# Ohio in February



## DL Rupper (Feb 26, 2009)

The Great Adventure is over.  We covered 20 states in 10 months.  It was a fun trip and we had a great time.  

We had to end it abruptly last Sat, 02-21-09.  We hitched up and turned the Dodge Cummins loose to zip on up to Ohio from Nashville, TN.  We made it in time to be present when our new 6 lb, 9 oz,  grand-baby boy came screaming into the world 5 weeks early (see album).

We found another Condo next door to the one that didn't happen and put a new contract on it today.  We may be extended campers instead of full-timers yet.


----------



## Darlin (Feb 26, 2009)

Re: Ohio in February

CONGRATS on the new grand baby.  Glad that everything went well being 5 weeks early.

Darlin 

PS Maybe the other condo was not supposed to be for you.


----------



## H2H1 (Feb 26, 2009)

Re: Ohio in February

DL I post a comment under the picture. But I will say it again congrats on the new GB. I hope all went well and he looks like a fine future RV Rupper :laugh:  :laugh:


----------



## Guest (Feb 26, 2009)

Re: Ohio in February

Glad to hear all went well DL ,, and congrats on the new GB ,, and also hope the condo works out ,, i'll trade u ,, u can have my house ,, and i'll hit the road full time ,, but one thing ,, i need some funding to do it ,, maybe u can throw that in also  :question:  :question:  :question:  :evil:  :evil:  :clown:  :clown: 
Good luck ,, and keep us posted on all the above  :approve:  :approve:


----------



## cwishert (Feb 27, 2009)

Re: Ohio in February

Congratulations on the new grandbaby.  See things happen for a reason.  Good luck on all your new endeavors.


----------



## *scooter* (Feb 27, 2009)

Re: Ohio in February

Also from us on the west side...Congradulations.  I can see he will get lots of love and attention from his G-Parents.


----------



## big bilko (Feb 27, 2009)

RE: Ohio in February

Congratulations on both the baby and the condo.I know you will enjoy both of them. Regards .Big Bilko.


----------



## DL Rupper (Feb 27, 2009)

Re: Ohio in February

Thanks to All


----------



## raskal (Mar 1, 2009)

Re: Ohio in February

Keep us posted on both the Baby and the Condo ... and don't forget to post pictures of each when the time comes!

Semper Fi


----------



## Domingo (Mar 1, 2009)

Re: Ohio in February

My wife and I love having  parents close to us.  They are a lot of help to us not necessary to help with care of the grand children, but the idea they they are close.  They retired and moved five minutes from our home.  This has helped them adjust to the new retired life.  They felt they had a mission in life.  the grand children helped them feel useful and helpful.  They also purchased a condo, so they can travel as much as they want, and they do.  They just lock up the condo and go.  At times they are gone for  months at a time. congratulations with the GB.


----------



## DL Rupper (Mar 2, 2009)

Re: Ohio in February

Thanks again to all.  We are having fun visiting the new GB.  We are still negotiating the Condo.  We hope it goes through this time.  

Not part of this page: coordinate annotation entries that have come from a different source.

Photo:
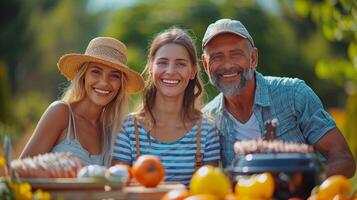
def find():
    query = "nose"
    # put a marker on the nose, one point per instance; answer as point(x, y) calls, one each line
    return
point(227, 63)
point(170, 68)
point(104, 80)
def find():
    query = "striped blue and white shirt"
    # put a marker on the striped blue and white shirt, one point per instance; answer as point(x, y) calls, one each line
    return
point(177, 157)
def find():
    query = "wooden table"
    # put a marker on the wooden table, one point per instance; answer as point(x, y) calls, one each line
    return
point(138, 192)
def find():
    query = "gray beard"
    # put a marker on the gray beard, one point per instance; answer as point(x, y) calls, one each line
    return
point(234, 89)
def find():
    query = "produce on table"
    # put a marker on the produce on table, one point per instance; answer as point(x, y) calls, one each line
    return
point(148, 170)
point(335, 187)
point(210, 180)
point(258, 186)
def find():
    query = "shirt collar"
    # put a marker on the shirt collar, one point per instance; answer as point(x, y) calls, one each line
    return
point(262, 97)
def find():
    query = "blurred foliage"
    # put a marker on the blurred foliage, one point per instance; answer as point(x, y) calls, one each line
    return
point(35, 33)
point(338, 22)
point(5, 114)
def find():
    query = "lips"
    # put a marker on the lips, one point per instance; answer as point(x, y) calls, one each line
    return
point(229, 75)
point(170, 81)
point(100, 91)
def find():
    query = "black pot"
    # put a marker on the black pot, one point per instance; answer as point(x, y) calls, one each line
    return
point(295, 174)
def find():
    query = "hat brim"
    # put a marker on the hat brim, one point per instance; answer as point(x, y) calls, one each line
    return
point(213, 35)
point(70, 64)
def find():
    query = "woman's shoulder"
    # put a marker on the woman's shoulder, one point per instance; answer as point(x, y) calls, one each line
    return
point(128, 121)
point(56, 114)
point(58, 108)
point(207, 120)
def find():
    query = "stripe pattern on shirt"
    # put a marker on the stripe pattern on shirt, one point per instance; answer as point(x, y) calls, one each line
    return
point(177, 157)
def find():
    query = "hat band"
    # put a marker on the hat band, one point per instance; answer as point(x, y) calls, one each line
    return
point(107, 53)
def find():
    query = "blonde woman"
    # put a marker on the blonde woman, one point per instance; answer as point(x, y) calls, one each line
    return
point(169, 123)
point(90, 112)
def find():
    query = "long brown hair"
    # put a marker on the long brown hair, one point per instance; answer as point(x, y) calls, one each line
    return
point(112, 114)
point(192, 97)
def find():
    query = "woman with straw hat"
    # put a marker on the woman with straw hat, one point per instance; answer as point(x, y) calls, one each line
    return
point(89, 114)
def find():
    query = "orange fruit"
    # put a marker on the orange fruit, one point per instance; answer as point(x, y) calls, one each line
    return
point(340, 197)
point(202, 197)
point(210, 180)
point(148, 170)
point(257, 186)
point(176, 195)
point(332, 186)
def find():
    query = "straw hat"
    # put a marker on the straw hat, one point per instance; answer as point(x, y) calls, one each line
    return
point(103, 50)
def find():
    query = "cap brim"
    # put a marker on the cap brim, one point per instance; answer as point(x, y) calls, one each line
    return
point(219, 33)
point(70, 64)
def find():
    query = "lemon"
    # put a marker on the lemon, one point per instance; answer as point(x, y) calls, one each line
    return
point(210, 180)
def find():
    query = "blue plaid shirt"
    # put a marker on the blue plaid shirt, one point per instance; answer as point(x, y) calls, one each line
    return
point(298, 109)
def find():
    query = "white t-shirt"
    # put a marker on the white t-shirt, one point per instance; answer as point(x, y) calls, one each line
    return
point(247, 131)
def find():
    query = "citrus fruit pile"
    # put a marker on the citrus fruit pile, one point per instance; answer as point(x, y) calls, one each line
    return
point(210, 183)
point(148, 170)
point(335, 187)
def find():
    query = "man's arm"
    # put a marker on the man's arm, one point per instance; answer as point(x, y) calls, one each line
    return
point(339, 157)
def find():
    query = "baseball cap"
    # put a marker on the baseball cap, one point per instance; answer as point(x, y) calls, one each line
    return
point(226, 26)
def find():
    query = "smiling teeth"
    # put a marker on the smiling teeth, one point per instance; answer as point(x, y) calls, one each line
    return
point(102, 91)
point(229, 75)
point(170, 81)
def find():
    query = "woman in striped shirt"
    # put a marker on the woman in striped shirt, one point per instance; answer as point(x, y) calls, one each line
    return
point(169, 123)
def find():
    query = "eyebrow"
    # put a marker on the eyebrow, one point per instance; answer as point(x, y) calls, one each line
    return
point(236, 51)
point(178, 59)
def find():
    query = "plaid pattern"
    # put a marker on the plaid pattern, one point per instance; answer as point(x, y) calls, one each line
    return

It's going to be 7 degrees tonight and the RV furnace is going gang busters.  It never got above 23 degrees today.  Propane is costing a bundle $$$$$.  Fun times in the RV. :laugh:  :laugh:


----------



## H2H1 (Mar 2, 2009)

Re: Ohio in February

DL that the fun part of being full timers, u can move to a warmer area when you want. I know GB come first, but 7 degrees is to cold to be in a RV.I know propane is high  the last time I filled my 100lbs tank ( est. 22 gallons) for the house fire place it cost me $100. And I am out of propane again, no I am not going to fill it any more for this year. :approve: . I will wait until next DEC to fill it. :laugh:


----------



## DL Rupper (Mar 3, 2009)

Re: Ohio in February

$50 for 2 bottles (14 gal) in 7 days.  They charged $27 including tax for the last bottle. #@%&* :angry:


----------



## LowRyter (Mar 10, 2009)

Re: Ohio in February

Congrats DL

John Langston


----------



## utmtman (Mar 10, 2009)

Re: Ohio in February

Ouch DL on the propane cost.  I filled two bottle myself today cost me 22 for 9 gal.  Its been in the teen here at night and 40's during the day.  Cant wait for it to warm up.
Also a big congrats on the new grandkiddie.   They are cute as babies arent they???   lol too bad they have to grow up.


----------



## DL Rupper (Mar 11, 2009)

Re: Ohio in February

He is a cute little guy.   :approve:

Boy the furniture and stuff for the stick condo are sure expensive.  Seems like forever ago when we sold all to go full-timing. :laugh: It was worth it.  Wouldn't change the decision to full-time for anything.  Everyone should try it once or twice.  :laugh: Great fun and good times.


----------



## brodavid (Mar 12, 2009)

Re: Ohio in February

awww, nuff said

msjackie


----------



## NORTHENDBUCKEYE (Apr 6, 2009)

Re: Ohio in February

DL- Are you originally from OHIO?  I live in Galena, OH. which is just north of Cols. (25 miles).  Just took my RV to Ron Potts RV dealer in Johnstown, Oh. to get car hooked up to be towed.


----------



## utmtman (Apr 7, 2009)

Re: Ohio in February

I believe DL once told me he was from Utah but I could be wrong.  I believe he has kin up in Ohio or sumthin like that.


----------



## DL Rupper (Apr 9, 2009)

Re: Ohio in February

Hey NORTHENDBUCKEYE, I'm originally from UTAH.  Great State.  I moved to Ohio in 1979 to work at Wright-Patt AFB as a DOD civilian and moved away and back and then away to various AF Bases.  My kids stayed here and are GREAT BUCKEYE fans.  I'm just a so so fan.


----------



## DL Rupper (Jun 7, 2010)

Re: Ohio in February

How about sounds of silence.  Echos are just garbled NOISE.   :approve:


----------



## C Nash (Jun 8, 2010)

Re: Ohio in February

Now see what you done by diging up the past DL. :laugh:


----------



## DL Rupper (Jun 10, 2010)

Re: Ohio in February

Hey Chelse, ECHO has been deleted.  I didn't revive this post he,it,they did. :laugh:  :laugh:


----------



## C Nash (Jun 10, 2010)

Re: Ohio in February

:laugh:  :laugh:  :laugh:  :laugh:


----------



## Triple E (Jul 11, 2010)

Re: Ohio in February


----------